If you are unsure don't feed it.Normally the farmer replaces any bad bales I have had.
I have fed haylage that has been open for more than 2 weeks if it is still sweet smelling.


----------



## cptrayes (5 November 2011)

Absolutely NO : Black, brown grey or dirty-blue mould.
No problem : pure white mould, it's yeast
Wet and slightly vinegary - my horses love this stuff, I've always fed it and they eat it first. I don't know if I should, but I've never had any problem with it.

Heat - shake it out and if it cools and smells good, feed it, the horses love it!


----------



## Alec Swan (5 November 2011)

Anytime that silage or haylage smell off,  specifically when you have the unmistakable stench of ammonia.  

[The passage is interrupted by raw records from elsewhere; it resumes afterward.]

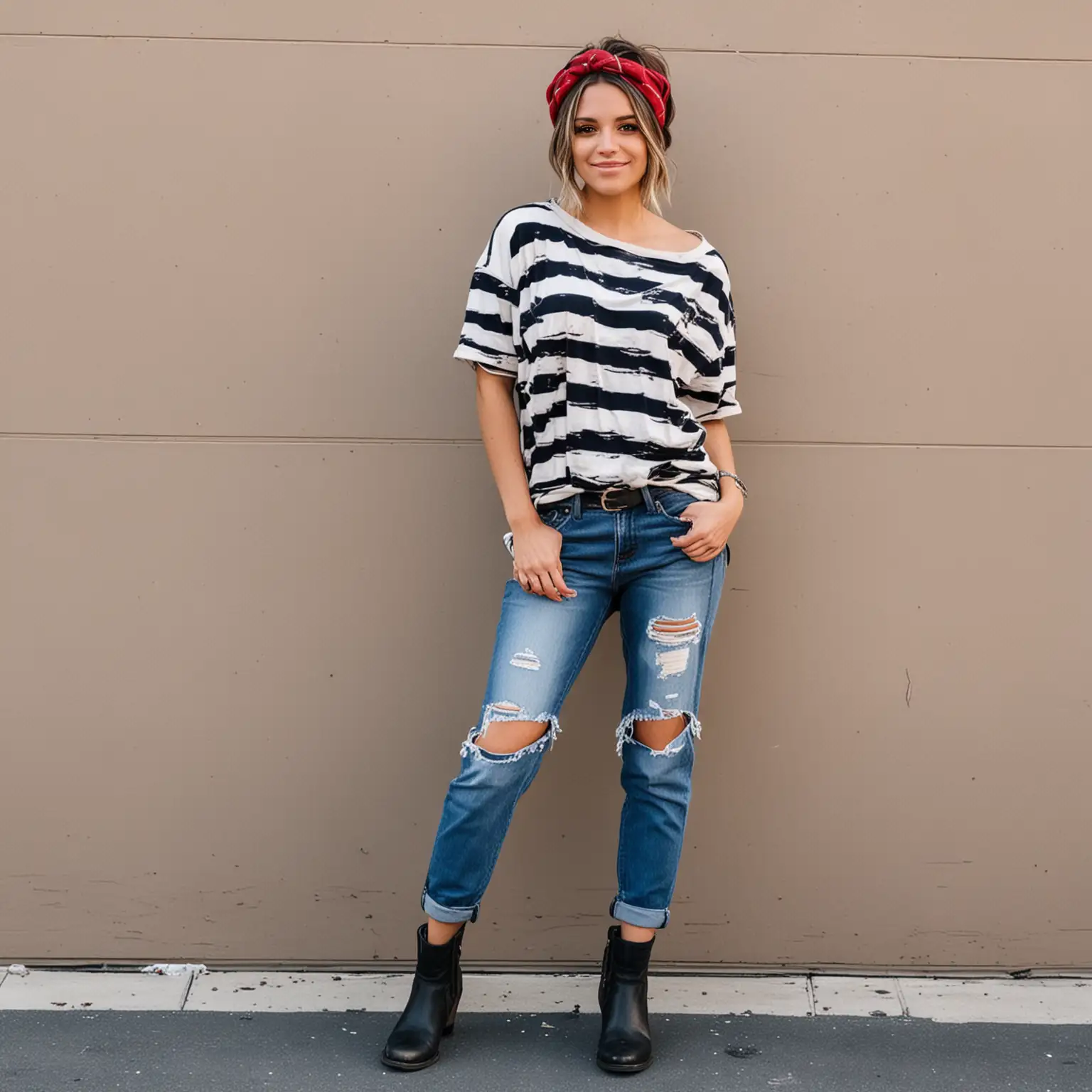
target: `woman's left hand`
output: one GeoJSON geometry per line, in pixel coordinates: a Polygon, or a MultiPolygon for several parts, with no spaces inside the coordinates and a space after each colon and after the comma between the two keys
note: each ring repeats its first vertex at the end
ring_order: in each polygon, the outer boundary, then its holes
{"type": "Polygon", "coordinates": [[[679,512],[680,520],[690,521],[686,534],[672,538],[691,561],[711,561],[724,549],[744,510],[744,495],[736,488],[720,500],[696,500],[679,512]]]}

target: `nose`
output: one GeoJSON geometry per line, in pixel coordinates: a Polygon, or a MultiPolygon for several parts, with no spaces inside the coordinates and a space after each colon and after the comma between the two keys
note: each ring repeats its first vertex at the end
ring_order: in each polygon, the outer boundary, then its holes
{"type": "Polygon", "coordinates": [[[604,127],[600,130],[600,152],[617,152],[618,141],[614,130],[604,127]]]}

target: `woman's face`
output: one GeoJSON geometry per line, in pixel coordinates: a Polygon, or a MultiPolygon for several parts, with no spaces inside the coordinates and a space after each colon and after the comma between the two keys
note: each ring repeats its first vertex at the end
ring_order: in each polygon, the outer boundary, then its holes
{"type": "Polygon", "coordinates": [[[572,130],[572,158],[589,189],[616,197],[641,185],[649,149],[633,104],[613,83],[585,87],[572,130]]]}

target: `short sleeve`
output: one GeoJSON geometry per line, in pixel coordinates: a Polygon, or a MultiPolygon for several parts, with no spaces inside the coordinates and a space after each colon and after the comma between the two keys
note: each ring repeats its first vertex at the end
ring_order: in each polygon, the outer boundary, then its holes
{"type": "Polygon", "coordinates": [[[720,254],[693,302],[684,331],[687,368],[679,397],[703,423],[743,413],[736,397],[736,312],[732,282],[720,254]]]}
{"type": "Polygon", "coordinates": [[[480,365],[497,375],[514,377],[517,354],[512,323],[518,296],[512,277],[511,229],[506,216],[494,227],[474,266],[454,356],[473,368],[480,365]]]}

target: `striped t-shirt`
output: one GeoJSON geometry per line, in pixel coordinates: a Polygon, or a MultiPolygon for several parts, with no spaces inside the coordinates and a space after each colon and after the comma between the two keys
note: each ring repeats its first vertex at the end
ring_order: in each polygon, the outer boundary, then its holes
{"type": "Polygon", "coordinates": [[[536,506],[669,485],[716,500],[701,422],[740,412],[724,259],[621,242],[554,200],[497,223],[471,280],[458,358],[515,380],[536,506]]]}

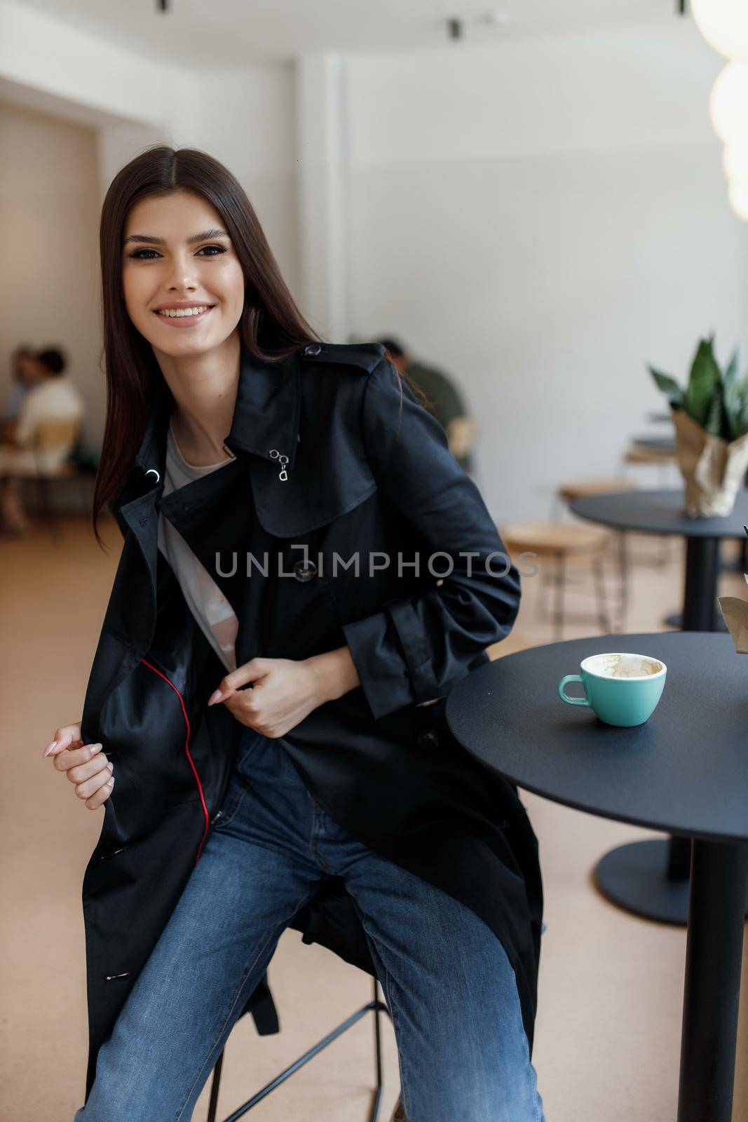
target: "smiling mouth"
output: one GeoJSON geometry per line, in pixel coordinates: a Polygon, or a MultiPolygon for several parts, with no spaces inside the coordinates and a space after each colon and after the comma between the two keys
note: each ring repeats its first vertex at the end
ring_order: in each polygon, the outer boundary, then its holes
{"type": "Polygon", "coordinates": [[[155,311],[154,315],[160,315],[164,320],[185,320],[210,312],[215,304],[198,304],[196,307],[169,307],[155,311]]]}

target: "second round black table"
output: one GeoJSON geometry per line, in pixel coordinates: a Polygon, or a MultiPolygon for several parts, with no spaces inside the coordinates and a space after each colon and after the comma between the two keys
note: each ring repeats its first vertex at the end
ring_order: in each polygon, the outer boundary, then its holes
{"type": "MultiPolygon", "coordinates": [[[[677,1122],[730,1122],[748,879],[748,655],[729,635],[552,643],[487,663],[450,692],[458,741],[528,791],[692,838],[677,1122]],[[556,695],[590,654],[667,665],[648,721],[616,728],[556,695]]],[[[542,856],[542,854],[541,854],[542,856]]]]}
{"type": "MultiPolygon", "coordinates": [[[[634,490],[574,499],[580,518],[615,530],[677,534],[685,539],[683,631],[717,631],[719,546],[723,537],[745,539],[748,489],[741,490],[727,517],[690,518],[684,490],[634,490]]],[[[601,892],[627,911],[665,923],[685,923],[689,908],[687,840],[636,842],[606,854],[595,868],[601,892]]]]}

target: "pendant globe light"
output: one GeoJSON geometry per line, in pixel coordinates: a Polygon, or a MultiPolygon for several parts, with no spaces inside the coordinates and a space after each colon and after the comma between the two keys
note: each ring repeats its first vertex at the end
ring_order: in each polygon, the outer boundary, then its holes
{"type": "Polygon", "coordinates": [[[748,62],[748,3],[746,0],[691,0],[696,27],[710,46],[726,58],[748,62]]]}
{"type": "Polygon", "coordinates": [[[712,86],[709,114],[726,144],[748,137],[748,63],[728,63],[720,71],[712,86]]]}

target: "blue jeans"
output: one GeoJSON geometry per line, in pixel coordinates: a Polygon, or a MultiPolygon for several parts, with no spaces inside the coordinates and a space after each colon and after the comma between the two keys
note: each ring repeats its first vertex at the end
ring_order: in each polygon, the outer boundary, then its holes
{"type": "Polygon", "coordinates": [[[361,916],[408,1122],[543,1122],[497,936],[341,829],[283,746],[251,729],[222,815],[99,1051],[75,1122],[188,1122],[280,935],[330,875],[343,877],[361,916]]]}

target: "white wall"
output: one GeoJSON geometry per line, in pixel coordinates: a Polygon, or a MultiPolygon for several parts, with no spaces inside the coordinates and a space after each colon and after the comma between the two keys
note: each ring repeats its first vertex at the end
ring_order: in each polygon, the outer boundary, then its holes
{"type": "Polygon", "coordinates": [[[103,429],[99,368],[96,136],[85,125],[0,103],[0,214],[3,268],[0,399],[19,343],[62,344],[84,395],[86,440],[103,429]]]}
{"type": "Polygon", "coordinates": [[[700,333],[746,341],[720,65],[676,20],[349,59],[351,330],[459,378],[499,521],[619,469],[663,405],[646,361],[684,375],[700,333]]]}
{"type": "MultiPolygon", "coordinates": [[[[297,294],[294,67],[188,71],[0,0],[0,206],[13,243],[0,370],[21,339],[61,343],[96,445],[105,410],[98,237],[109,184],[153,144],[209,151],[247,191],[297,294]]],[[[0,381],[0,403],[6,392],[0,381]]]]}

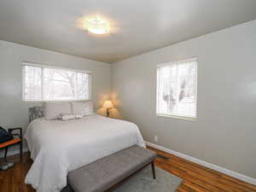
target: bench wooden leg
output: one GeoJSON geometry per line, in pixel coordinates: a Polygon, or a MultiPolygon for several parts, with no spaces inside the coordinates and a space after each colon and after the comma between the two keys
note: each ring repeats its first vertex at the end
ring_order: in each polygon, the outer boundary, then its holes
{"type": "Polygon", "coordinates": [[[155,179],[155,170],[154,170],[154,161],[152,161],[151,163],[151,167],[152,167],[153,178],[155,179]]]}
{"type": "Polygon", "coordinates": [[[22,146],[22,142],[20,143],[20,159],[22,159],[22,149],[23,149],[23,146],[22,146]]]}
{"type": "Polygon", "coordinates": [[[7,152],[8,152],[8,147],[5,148],[5,152],[4,152],[4,159],[6,159],[7,156],[7,152]]]}

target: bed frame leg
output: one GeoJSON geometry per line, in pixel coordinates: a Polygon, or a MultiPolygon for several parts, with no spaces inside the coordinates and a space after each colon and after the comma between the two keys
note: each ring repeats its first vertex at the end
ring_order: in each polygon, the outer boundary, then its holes
{"type": "Polygon", "coordinates": [[[151,167],[152,167],[153,178],[155,179],[155,170],[154,170],[154,161],[152,161],[152,163],[151,163],[151,167]]]}

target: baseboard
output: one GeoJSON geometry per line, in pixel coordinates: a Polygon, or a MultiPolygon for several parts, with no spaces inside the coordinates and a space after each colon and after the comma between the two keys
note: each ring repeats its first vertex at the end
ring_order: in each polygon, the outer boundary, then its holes
{"type": "MultiPolygon", "coordinates": [[[[26,153],[26,152],[28,152],[28,148],[23,148],[23,153],[26,153]]],[[[13,156],[13,155],[19,154],[20,154],[20,148],[14,148],[14,149],[9,148],[7,156],[9,157],[9,156],[13,156]]],[[[1,153],[0,158],[3,158],[3,157],[4,157],[3,153],[1,153]]]]}
{"type": "Polygon", "coordinates": [[[201,166],[206,166],[207,168],[212,169],[214,171],[224,173],[224,174],[229,175],[232,177],[235,177],[235,178],[240,179],[241,181],[244,181],[244,182],[247,182],[247,183],[256,185],[256,179],[255,178],[249,177],[242,175],[241,173],[238,173],[238,172],[233,172],[231,170],[229,170],[229,169],[226,169],[226,168],[224,168],[224,167],[208,163],[208,162],[201,160],[198,160],[196,158],[189,156],[187,154],[183,154],[182,153],[171,150],[171,149],[166,148],[165,148],[163,146],[160,146],[160,145],[157,145],[157,144],[154,144],[154,143],[149,143],[149,142],[145,142],[145,143],[149,147],[152,147],[152,148],[154,148],[156,149],[166,152],[168,154],[174,154],[176,156],[178,156],[178,157],[181,157],[183,159],[188,160],[189,161],[192,161],[194,163],[196,163],[196,164],[199,164],[201,166]]]}

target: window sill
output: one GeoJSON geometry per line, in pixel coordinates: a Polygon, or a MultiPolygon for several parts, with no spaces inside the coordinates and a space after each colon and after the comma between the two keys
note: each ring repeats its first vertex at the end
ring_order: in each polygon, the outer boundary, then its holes
{"type": "Polygon", "coordinates": [[[161,113],[156,113],[157,116],[160,117],[166,117],[166,118],[172,118],[181,120],[189,120],[189,121],[196,121],[196,118],[189,118],[189,117],[182,117],[182,116],[175,116],[175,115],[169,115],[169,114],[161,114],[161,113]]]}

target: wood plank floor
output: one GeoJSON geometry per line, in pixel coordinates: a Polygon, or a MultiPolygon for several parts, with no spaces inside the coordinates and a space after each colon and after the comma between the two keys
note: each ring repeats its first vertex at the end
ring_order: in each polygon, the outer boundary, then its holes
{"type": "MultiPolygon", "coordinates": [[[[183,183],[177,192],[256,192],[255,185],[244,183],[175,155],[152,148],[148,148],[168,158],[168,160],[157,158],[155,160],[157,166],[183,179],[183,183]]],[[[24,183],[26,174],[32,163],[28,154],[24,154],[22,160],[20,160],[18,156],[9,158],[9,160],[16,163],[13,168],[0,172],[0,192],[35,192],[31,186],[24,183]]]]}

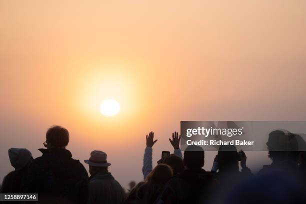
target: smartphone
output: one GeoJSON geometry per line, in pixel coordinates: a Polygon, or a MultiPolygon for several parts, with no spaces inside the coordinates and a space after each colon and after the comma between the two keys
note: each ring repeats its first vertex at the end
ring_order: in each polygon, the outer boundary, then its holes
{"type": "Polygon", "coordinates": [[[170,152],[169,151],[162,151],[162,160],[164,160],[164,158],[168,158],[170,156],[170,152]]]}

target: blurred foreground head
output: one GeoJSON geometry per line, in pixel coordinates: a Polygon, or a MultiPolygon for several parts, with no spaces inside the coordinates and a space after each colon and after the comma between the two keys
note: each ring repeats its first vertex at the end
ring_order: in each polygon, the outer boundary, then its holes
{"type": "Polygon", "coordinates": [[[270,132],[266,142],[269,157],[274,162],[287,160],[296,160],[299,154],[297,136],[282,130],[270,132]]]}
{"type": "Polygon", "coordinates": [[[163,164],[169,165],[173,170],[173,174],[176,175],[184,170],[184,164],[182,160],[174,154],[164,158],[163,164]]]}
{"type": "Polygon", "coordinates": [[[148,182],[154,184],[164,184],[173,176],[170,166],[164,164],[158,164],[148,176],[148,182]]]}
{"type": "Polygon", "coordinates": [[[30,151],[22,148],[10,148],[8,150],[8,157],[15,170],[20,170],[26,166],[33,160],[30,151]]]}
{"type": "Polygon", "coordinates": [[[239,155],[234,146],[220,146],[218,155],[219,172],[239,170],[239,155]]]}
{"type": "Polygon", "coordinates": [[[64,148],[69,142],[69,132],[61,126],[54,126],[48,129],[46,138],[48,148],[64,148]]]}
{"type": "Polygon", "coordinates": [[[196,145],[188,146],[184,152],[184,165],[190,170],[201,168],[204,166],[204,150],[196,145]]]}

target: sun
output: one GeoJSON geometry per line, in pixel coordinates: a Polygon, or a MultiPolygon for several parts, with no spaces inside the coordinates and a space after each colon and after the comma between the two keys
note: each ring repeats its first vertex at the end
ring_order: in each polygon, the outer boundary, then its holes
{"type": "Polygon", "coordinates": [[[101,104],[100,112],[106,116],[114,116],[120,112],[120,104],[112,99],[105,100],[101,104]]]}

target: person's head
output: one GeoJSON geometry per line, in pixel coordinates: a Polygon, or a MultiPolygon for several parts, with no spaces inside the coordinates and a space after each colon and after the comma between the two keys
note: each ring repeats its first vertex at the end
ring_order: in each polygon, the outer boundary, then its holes
{"type": "Polygon", "coordinates": [[[104,152],[94,150],[90,152],[90,157],[84,162],[89,164],[90,173],[94,176],[98,173],[108,172],[108,166],[110,163],[107,161],[108,155],[104,152]]]}
{"type": "Polygon", "coordinates": [[[130,189],[132,189],[133,188],[135,187],[135,186],[136,186],[136,182],[132,180],[128,183],[128,186],[130,186],[130,189]]]}
{"type": "Polygon", "coordinates": [[[10,148],[8,157],[10,164],[17,170],[28,166],[33,160],[32,154],[26,148],[10,148]]]}
{"type": "Polygon", "coordinates": [[[65,148],[69,142],[69,132],[62,126],[54,126],[48,129],[46,138],[47,148],[65,148]]]}
{"type": "Polygon", "coordinates": [[[269,158],[274,162],[287,160],[296,161],[300,152],[296,136],[286,130],[270,132],[266,142],[269,158]]]}
{"type": "Polygon", "coordinates": [[[162,163],[169,165],[172,168],[174,175],[176,175],[184,170],[182,160],[175,154],[170,154],[170,156],[164,158],[162,163]]]}
{"type": "Polygon", "coordinates": [[[90,174],[91,176],[96,175],[98,173],[106,173],[108,172],[108,166],[94,166],[90,165],[90,174]]]}
{"type": "Polygon", "coordinates": [[[164,164],[160,164],[152,170],[148,176],[148,182],[152,184],[164,184],[173,176],[171,166],[164,164]]]}
{"type": "Polygon", "coordinates": [[[218,158],[219,172],[239,170],[240,157],[234,146],[220,146],[218,158]]]}
{"type": "Polygon", "coordinates": [[[164,164],[158,164],[147,176],[144,193],[146,203],[154,203],[164,184],[173,176],[172,168],[164,164]]]}
{"type": "Polygon", "coordinates": [[[204,166],[204,150],[195,145],[188,146],[184,152],[183,162],[188,168],[201,168],[204,166]]]}

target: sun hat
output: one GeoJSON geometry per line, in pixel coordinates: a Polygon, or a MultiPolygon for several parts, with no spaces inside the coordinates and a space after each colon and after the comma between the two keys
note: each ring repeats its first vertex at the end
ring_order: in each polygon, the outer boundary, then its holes
{"type": "Polygon", "coordinates": [[[10,148],[8,150],[8,157],[16,170],[22,168],[32,158],[30,152],[23,148],[10,148]]]}
{"type": "Polygon", "coordinates": [[[104,152],[94,150],[90,153],[89,160],[84,160],[84,162],[93,166],[108,166],[110,164],[108,162],[106,154],[104,152]]]}

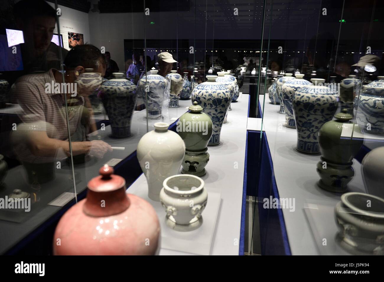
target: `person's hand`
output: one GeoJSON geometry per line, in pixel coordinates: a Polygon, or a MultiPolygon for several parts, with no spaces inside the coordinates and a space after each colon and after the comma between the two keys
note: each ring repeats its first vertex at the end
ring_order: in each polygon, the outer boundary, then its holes
{"type": "Polygon", "coordinates": [[[93,140],[91,141],[91,150],[89,155],[96,158],[101,158],[107,152],[112,152],[112,148],[109,144],[101,140],[93,140]]]}

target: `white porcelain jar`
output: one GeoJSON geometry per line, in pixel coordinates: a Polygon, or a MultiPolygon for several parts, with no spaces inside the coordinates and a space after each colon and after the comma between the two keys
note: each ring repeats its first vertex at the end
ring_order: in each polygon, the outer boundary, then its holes
{"type": "Polygon", "coordinates": [[[181,225],[202,221],[208,193],[204,181],[197,176],[183,174],[170,176],[163,182],[160,203],[168,220],[181,225]]]}
{"type": "Polygon", "coordinates": [[[168,130],[168,124],[156,122],[154,126],[155,130],[146,133],[139,142],[137,157],[147,178],[148,196],[159,201],[164,180],[179,172],[185,145],[179,134],[168,130]]]}

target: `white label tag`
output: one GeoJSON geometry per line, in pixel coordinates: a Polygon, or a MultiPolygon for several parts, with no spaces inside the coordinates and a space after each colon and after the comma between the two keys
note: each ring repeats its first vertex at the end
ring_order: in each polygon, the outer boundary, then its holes
{"type": "Polygon", "coordinates": [[[111,158],[106,163],[105,165],[108,165],[110,167],[114,167],[122,160],[122,158],[111,158]]]}
{"type": "Polygon", "coordinates": [[[74,198],[74,193],[72,193],[70,192],[65,192],[48,204],[50,206],[64,206],[74,198]]]}

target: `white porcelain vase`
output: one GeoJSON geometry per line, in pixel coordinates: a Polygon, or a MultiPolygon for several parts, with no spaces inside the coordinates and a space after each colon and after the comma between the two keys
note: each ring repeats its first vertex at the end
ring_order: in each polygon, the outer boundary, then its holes
{"type": "Polygon", "coordinates": [[[240,75],[243,76],[247,71],[247,67],[240,67],[240,68],[241,70],[240,71],[240,75]]]}
{"type": "Polygon", "coordinates": [[[160,197],[167,220],[178,225],[199,226],[208,198],[204,185],[202,179],[190,174],[165,179],[160,197]]]}
{"type": "Polygon", "coordinates": [[[185,145],[177,133],[168,130],[168,124],[157,122],[154,126],[139,142],[137,157],[147,178],[148,196],[159,201],[164,180],[180,169],[185,145]]]}

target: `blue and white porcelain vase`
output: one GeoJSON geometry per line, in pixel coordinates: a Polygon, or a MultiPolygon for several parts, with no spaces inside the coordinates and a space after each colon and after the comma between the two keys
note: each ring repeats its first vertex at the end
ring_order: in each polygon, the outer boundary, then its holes
{"type": "Polygon", "coordinates": [[[157,74],[157,70],[152,69],[151,74],[140,79],[137,84],[137,91],[144,101],[149,119],[161,116],[164,104],[164,91],[168,82],[165,78],[157,74]]]}
{"type": "Polygon", "coordinates": [[[229,71],[225,72],[226,73],[224,75],[224,76],[232,79],[235,82],[235,90],[234,90],[233,96],[232,98],[232,102],[235,102],[237,100],[237,98],[239,97],[239,95],[240,94],[239,86],[237,84],[237,80],[235,77],[234,73],[228,73],[230,72],[229,71]]]}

The smallest puncture in the wrapping can allow oxygen in,  and it can wreck the bale,  in no time.

Alec.


----------



## rockysmum (5 November 2011)

All of the above, in addition I was always told not to feed if it had lumps of soil in it.  Sometimes you do find this if the blades have dug into the ground.  I was told being cut that low and the soil makes it dangerous for botulism.


----------



## ofcourseyoucan (5 November 2011)

hot spots
visable mould
punctures in wrapping
bad smell
slimey to touch
open for more than 7 days.

botulism and salamonella are a risk when feeding haylage. best to use a bale up within 7 days as otherwise it starts to forment and go off. buy bales in an appropriate size to your useage esp in mild weather like now......


----------



## Roasted Chestnuts (5 November 2011)

Unless it smells rotten and like pee I feed it.

If its black or runny I dont but I have good dry haylege that lasts up to 4 weeks in cold weather 3 in normal winter conditions under a atrp with a bucket on top to allow airflow.

I just dont agree with the whole 7 day rule, my horses have never been sick from eating haylege opened for more than 7 days.

Common sense tells you if its ok to feed or not.


----------



## Miss L Toe (6 November 2011)

If it is heating up that is not good, you could try pulling it out and dry it into hay by turning, there is nothing against "washing" it then drying it.


----------



## SpruceRI (7 November 2011)

I think I have probably chucked out perfectly good haylage then 

I have chucked any that have been punctured, end of.  Or any that I've opened and they've been hot inside, even if they look fine and smell fine.

Such a waste.   Having opened them up to chuck on the compost heap, generally they've got a black area around where the hole was but look and smell fine through the rest of the bale.

Am I being totally paranoid by chucking the whole bale and should I be just picking off the manky bit and feeding the rest?


----------